Volgens de FSMA, de toezichthouder van de Belgische financiële sector, starten zelfstandigen laat met hun extralegale pensioenopbouw. De gemiddelde zelfstandige van 65 jaar of ouder heeft pas op zijn of haar vijftigste een VAPZ-overeenkomst afgesloten.
Op 1 juli 2025 gaat de 66-jarige Gina met pensioen. Als zelfstandige heeft ze recht op een wettelijk pensioen, dat ze tijdens haar loopbaan heeft opgebouwd met sociale bijdragen. Het pensioenbedrag hangt onder meer af van haar loopbaanduur, beroepsinkomen en gezinssituatie. Daarnaast heeft ze onder bepaalde voorwaarden recht op een minimumpensioen, op basis van het aantal gepresteerde jaren. Beide pensioenen worden met elkaar vergeleken. Gina krijgt het meest voordelige pensioen toegekend.

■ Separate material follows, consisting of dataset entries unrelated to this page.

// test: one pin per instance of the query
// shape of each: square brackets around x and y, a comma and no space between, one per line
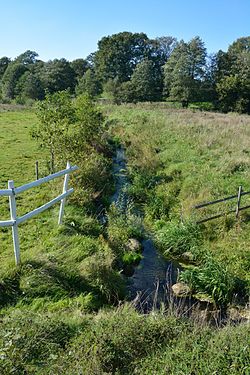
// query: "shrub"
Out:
[176,238]
[213,279]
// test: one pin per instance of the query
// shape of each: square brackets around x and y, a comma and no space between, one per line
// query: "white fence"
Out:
[12,191]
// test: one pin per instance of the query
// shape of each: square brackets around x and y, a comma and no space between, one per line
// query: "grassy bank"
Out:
[177,159]
[59,312]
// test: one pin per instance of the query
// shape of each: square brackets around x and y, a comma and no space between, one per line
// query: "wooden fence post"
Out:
[238,202]
[12,201]
[65,188]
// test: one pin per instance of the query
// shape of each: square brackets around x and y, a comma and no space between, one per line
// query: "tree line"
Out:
[130,67]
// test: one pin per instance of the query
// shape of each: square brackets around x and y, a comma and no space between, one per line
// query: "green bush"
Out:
[213,279]
[176,238]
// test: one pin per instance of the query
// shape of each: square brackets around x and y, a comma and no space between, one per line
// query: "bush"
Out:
[176,238]
[212,279]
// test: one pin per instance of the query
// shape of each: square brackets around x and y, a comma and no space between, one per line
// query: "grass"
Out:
[58,262]
[59,312]
[179,158]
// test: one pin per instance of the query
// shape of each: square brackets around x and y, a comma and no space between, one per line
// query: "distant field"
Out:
[59,310]
[178,158]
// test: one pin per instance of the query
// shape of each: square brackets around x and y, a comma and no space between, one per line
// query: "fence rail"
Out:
[236,210]
[12,191]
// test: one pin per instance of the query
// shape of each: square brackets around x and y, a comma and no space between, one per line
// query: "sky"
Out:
[72,28]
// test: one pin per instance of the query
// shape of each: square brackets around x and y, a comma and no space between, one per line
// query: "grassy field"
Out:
[59,310]
[177,159]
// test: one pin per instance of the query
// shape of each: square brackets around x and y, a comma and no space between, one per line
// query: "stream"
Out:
[150,285]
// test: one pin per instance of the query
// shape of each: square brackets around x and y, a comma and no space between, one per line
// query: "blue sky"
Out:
[72,28]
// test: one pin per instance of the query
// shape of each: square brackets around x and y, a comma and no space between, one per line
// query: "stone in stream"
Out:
[181,290]
[187,257]
[133,245]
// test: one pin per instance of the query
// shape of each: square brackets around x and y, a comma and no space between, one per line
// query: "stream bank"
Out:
[150,286]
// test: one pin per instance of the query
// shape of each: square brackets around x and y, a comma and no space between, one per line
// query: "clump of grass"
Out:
[212,278]
[174,239]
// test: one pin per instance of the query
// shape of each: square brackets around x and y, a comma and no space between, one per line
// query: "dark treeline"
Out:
[130,67]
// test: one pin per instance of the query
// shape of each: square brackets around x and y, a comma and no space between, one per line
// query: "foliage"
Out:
[184,71]
[213,279]
[145,84]
[118,55]
[88,84]
[175,239]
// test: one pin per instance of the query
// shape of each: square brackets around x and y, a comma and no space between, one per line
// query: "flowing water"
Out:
[150,285]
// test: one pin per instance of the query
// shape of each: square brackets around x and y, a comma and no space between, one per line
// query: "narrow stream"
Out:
[150,285]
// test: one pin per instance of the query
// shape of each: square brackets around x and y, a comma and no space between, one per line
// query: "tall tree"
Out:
[4,62]
[58,75]
[80,66]
[89,84]
[185,70]
[145,83]
[233,86]
[118,55]
[10,79]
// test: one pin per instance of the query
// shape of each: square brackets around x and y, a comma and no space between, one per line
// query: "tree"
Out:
[73,130]
[55,114]
[80,66]
[89,84]
[118,55]
[145,84]
[234,89]
[163,47]
[10,79]
[4,62]
[58,75]
[185,71]
[29,86]
[233,83]
[27,58]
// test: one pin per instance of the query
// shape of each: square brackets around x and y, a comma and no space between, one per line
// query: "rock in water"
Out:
[133,245]
[181,290]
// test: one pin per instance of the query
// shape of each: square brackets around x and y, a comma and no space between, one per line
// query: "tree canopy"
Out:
[130,67]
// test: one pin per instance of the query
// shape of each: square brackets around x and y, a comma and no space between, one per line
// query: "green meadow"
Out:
[64,309]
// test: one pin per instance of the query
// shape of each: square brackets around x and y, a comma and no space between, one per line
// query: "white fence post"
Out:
[13,215]
[65,188]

Het bedrag van de minimumpensioenen volgt de aanpassingen aan het indexcijfer, maar kan ook worden verhoogd als gevolg van een structurele verhoging. De brutomaandbedragen van het minimumpensioen voor een volledige loopbaan bedragen momenteel 1.808,77 euro per maand als alleenstaande en 2.260,25 euro per maand als gezin.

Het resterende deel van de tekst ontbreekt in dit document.